Jakarta, Kabariku – Posko Nasional untuk Sumatera, gabungan dari 21 organisasi masyarakat sipil mendesak Presiden Prabowo Subianto segera menetapkan Status Bencana Nasional untuk Provinsi Aceh, Sumatera Utara, dan Sumatera Barat.
Desakan ini disampaikan menyusul kondisi darurat kemanusiaan yang dinilai terus memburuk hingga hari ke-16 pascabencana.
Berdasarkan data Badan Nasional Penanggulangan Bencana (BNPB), bencana banjir dan longsor di tiga provinsi tersebut telah menyebabkan 985 orang meninggal dunia, 226 orang hilang, dan lebih dari 5.400 warga terluka.
Sementara itu, ribuan warga lainnya masih terisolasi tanpa akses logistik, layanan kesehatan, sanitasi layak, maupun pasokan listrik.
Posko Nasional menilai penanganan pemerintah pusat berjalan lamban dan tidak sebanding dengan skala bencana.

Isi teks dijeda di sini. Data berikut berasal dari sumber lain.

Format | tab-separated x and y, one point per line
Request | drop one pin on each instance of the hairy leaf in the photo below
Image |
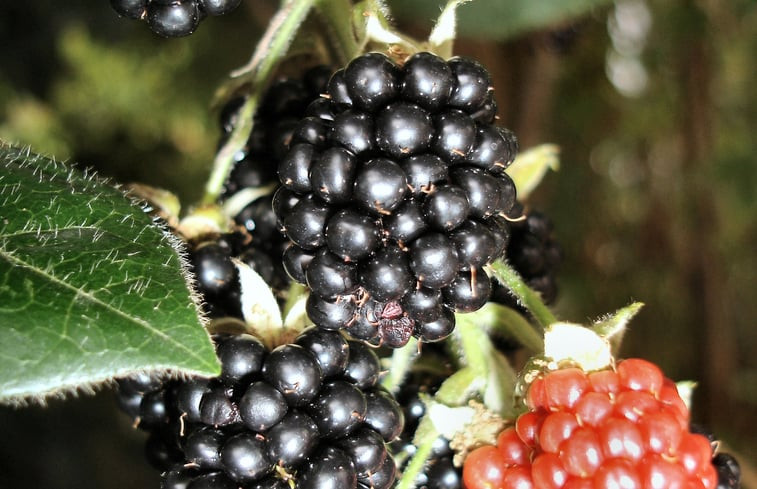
90	287
500	19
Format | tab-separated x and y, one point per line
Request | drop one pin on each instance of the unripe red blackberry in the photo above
620	427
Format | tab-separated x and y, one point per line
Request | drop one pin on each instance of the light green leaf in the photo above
529	168
90	287
500	19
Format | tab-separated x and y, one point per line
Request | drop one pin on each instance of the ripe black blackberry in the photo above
172	18
309	412
396	205
535	254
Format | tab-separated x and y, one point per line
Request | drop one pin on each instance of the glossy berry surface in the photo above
308	413
393	160
625	427
176	18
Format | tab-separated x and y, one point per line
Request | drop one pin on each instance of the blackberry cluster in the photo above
173	18
307	414
282	106
393	196
535	254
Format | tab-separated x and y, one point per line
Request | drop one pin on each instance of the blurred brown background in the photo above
651	102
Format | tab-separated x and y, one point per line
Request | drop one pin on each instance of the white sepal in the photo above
567	342
449	421
259	307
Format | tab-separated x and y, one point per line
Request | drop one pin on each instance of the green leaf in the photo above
90	287
500	19
529	168
613	326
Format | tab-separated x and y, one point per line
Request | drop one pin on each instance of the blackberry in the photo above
172	18
399	175
308	413
216	275
281	106
535	254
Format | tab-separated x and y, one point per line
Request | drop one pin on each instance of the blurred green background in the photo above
653	106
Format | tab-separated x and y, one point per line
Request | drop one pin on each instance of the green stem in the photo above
401	361
523	293
339	24
294	293
442	37
470	337
258	72
424	446
455	390
505	322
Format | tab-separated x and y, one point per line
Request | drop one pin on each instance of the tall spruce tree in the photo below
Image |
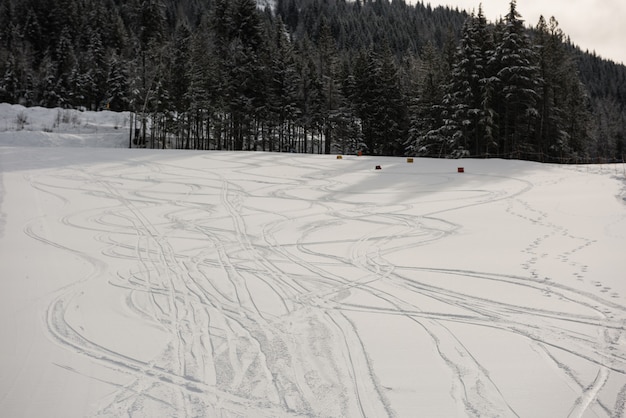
516	90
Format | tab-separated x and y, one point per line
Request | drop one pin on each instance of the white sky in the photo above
590	24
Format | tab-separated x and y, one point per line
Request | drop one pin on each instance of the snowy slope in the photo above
168	283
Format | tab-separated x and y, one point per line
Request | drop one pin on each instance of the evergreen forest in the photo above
319	76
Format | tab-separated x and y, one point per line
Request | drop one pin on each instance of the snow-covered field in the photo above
151	283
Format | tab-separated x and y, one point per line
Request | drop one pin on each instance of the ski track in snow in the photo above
259	319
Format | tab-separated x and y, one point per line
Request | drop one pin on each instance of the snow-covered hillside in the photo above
151	283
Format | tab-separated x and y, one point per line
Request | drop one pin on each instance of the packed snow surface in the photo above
149	283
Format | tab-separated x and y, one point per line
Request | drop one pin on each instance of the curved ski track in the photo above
256	306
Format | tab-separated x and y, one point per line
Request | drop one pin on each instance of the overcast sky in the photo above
593	25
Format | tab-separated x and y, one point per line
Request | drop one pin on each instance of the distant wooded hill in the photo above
318	76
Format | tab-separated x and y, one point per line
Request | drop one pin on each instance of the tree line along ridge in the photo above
325	76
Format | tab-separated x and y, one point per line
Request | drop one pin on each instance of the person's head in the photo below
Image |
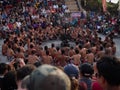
71	70
24	71
108	72
74	83
86	70
3	68
47	77
9	81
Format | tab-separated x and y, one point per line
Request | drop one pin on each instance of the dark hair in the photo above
109	68
3	68
24	71
76	51
9	81
86	70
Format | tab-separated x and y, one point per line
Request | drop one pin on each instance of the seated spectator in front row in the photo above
47	77
108	73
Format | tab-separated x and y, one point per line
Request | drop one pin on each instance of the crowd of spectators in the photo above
26	24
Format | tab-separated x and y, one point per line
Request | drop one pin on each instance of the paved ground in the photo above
58	42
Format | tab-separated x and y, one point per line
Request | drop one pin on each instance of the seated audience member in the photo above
47	77
3	71
86	71
71	70
23	72
108	73
9	81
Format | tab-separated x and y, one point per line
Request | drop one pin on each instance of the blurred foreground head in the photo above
47	77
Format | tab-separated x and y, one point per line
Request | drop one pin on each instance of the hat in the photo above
71	70
86	69
47	77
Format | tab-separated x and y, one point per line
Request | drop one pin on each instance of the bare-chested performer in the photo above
76	58
10	53
32	58
5	47
47	59
90	57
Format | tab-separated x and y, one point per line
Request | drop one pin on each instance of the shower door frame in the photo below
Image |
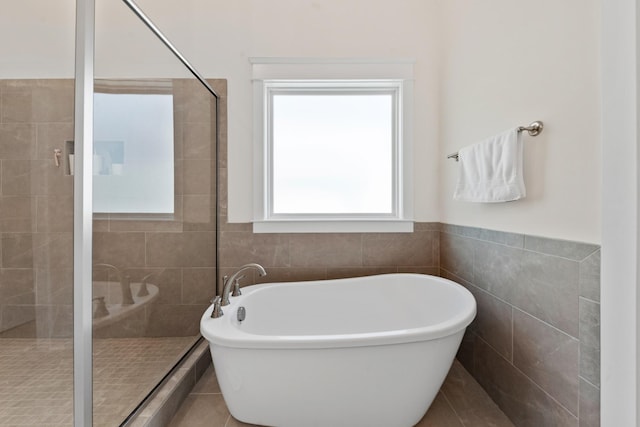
83	215
83	197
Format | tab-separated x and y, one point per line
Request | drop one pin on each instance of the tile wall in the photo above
36	215
535	344
36	116
312	256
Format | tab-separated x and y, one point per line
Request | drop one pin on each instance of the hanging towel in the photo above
491	170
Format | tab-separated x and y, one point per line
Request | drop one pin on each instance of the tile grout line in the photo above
531	379
452	407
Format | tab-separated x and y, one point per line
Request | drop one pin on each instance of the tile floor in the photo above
460	403
36	378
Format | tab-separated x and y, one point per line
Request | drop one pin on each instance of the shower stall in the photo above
108	217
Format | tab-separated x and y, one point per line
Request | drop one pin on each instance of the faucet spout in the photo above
125	282
228	283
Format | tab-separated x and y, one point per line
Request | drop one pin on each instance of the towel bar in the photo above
534	129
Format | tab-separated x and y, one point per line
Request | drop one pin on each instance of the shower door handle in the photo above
56	156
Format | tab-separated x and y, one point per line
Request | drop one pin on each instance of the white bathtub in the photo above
367	351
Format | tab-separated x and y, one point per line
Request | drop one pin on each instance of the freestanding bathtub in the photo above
366	351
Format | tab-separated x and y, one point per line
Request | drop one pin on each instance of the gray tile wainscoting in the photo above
535	343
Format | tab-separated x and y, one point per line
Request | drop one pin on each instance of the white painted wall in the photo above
620	279
480	68
220	37
506	63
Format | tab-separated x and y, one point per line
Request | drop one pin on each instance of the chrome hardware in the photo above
229	281
236	287
56	156
534	129
242	314
125	283
99	308
217	310
143	291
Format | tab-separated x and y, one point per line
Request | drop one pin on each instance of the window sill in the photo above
333	226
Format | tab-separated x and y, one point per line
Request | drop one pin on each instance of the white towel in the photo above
491	170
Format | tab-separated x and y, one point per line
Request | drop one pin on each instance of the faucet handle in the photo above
217	309
236	287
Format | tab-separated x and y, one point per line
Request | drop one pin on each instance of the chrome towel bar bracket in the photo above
534	129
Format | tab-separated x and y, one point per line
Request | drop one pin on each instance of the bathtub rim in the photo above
222	331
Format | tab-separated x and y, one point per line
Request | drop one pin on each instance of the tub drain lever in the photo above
217	309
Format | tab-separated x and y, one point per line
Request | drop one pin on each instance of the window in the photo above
133	159
331	156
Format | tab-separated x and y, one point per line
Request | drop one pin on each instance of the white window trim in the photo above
342	72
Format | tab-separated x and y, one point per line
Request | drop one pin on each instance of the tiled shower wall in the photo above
534	345
36	219
36	214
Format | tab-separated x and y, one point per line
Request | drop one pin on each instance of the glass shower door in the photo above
36	214
154	203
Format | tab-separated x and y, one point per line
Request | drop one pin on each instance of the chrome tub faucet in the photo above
232	282
125	282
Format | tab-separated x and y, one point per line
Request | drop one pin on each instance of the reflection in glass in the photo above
133	158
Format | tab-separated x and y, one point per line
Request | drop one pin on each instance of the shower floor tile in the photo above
461	402
36	377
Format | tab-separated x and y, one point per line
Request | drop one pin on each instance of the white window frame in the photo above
277	77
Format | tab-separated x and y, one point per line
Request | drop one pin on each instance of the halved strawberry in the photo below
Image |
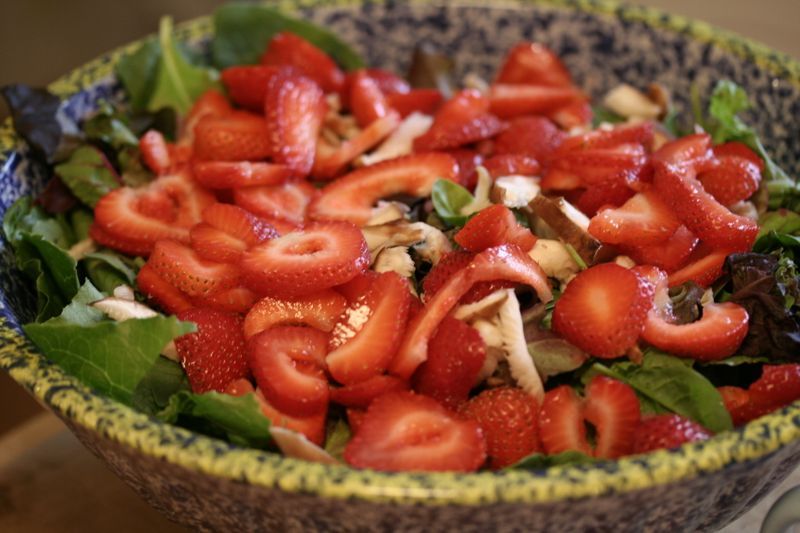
247	85
602	311
229	174
295	108
289	49
353	196
507	101
534	136
157	289
666	431
493	226
367	335
287	201
644	219
214	355
509	419
456	354
534	63
409	432
238	136
363	393
320	256
181	267
464	119
506	262
319	310
288	364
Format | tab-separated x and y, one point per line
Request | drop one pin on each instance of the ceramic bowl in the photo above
209	484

Pernyataan Presiden yang memuji penanganan bencana dinilai bertolak belakang dengan realitas yang dihadapi masyarakat di wilayah terdampak.

Akses Terputus dan Krisis Kemanusiaan di Aceh
Di Aceh, sejumlah wilayah seperti Aceh Tengah, Bener Meriah, Aceh Utara, dan Aceh Timur hingga kini masih terputus total. Distribusi bantuan hanya dapat dilakukan menggunakan helikopter atau perahu nelayan. Akibatnya, bantuan logistik menumpuk di Bireuen dan belum menjangkau warga di kawasan pegunungan yang terancam kelaparan.
“Pengungsi terbanyak adalah bayi, anak-anak, perempuan, lansia, dan penyandang penyakit kronis. Pengungsian tidak layak, layanan medis minim, sanitasi memburuk, harga bahan pokok melonjak, dan listrik tidak stabil,” ujar Afif dari WALHI Aceh dalam keterangan pers bersama Posko Nasional untuk Sumatera, Jumat (12/12/2025).
Ia menegaskan, kondisi ini mencerminkan ironi penanganan negara. “Jika pemerintah tidak memberi kejelasan, sebagian warga bahkan mengatakan lebih baik dikirimi kain kafan. Yang mematikan bukan hanya bencananya, tetapi penanganannya,” katanya.
Sumatera Utara: Desa Terisolasi dan Krisis Air Bersih
Situasi serupa terjadi di Sumatera Utara. Di wilayah Sibolga, Tapanuli Utara, Tapanuli Tengah, dan Tapanuli Selatan, puluhan titik longsor membuat sejumlah desa sepenuhnya terisolasi.
“Warga harus berjalan menembus longsor untuk menjemput bantuan. Krisis air bersih meluas karena PDAM rusak,” kata Maulana Sidiq dari WALHI Sumatera Utara. Ia juga menyebutkan kerusakan parah di Batang Toru akibat gelondongan kayu yang terseret banjir, serta peristiwa longsor di Tapanuli Selatan yang menewaskan 22 orang dan dimakamkan secara massal.
Menurutnya, proses pencarian korban terhambat keterbatasan tenaga, minimnya alat berat, serta pemadaman listrik yang belum teratasi.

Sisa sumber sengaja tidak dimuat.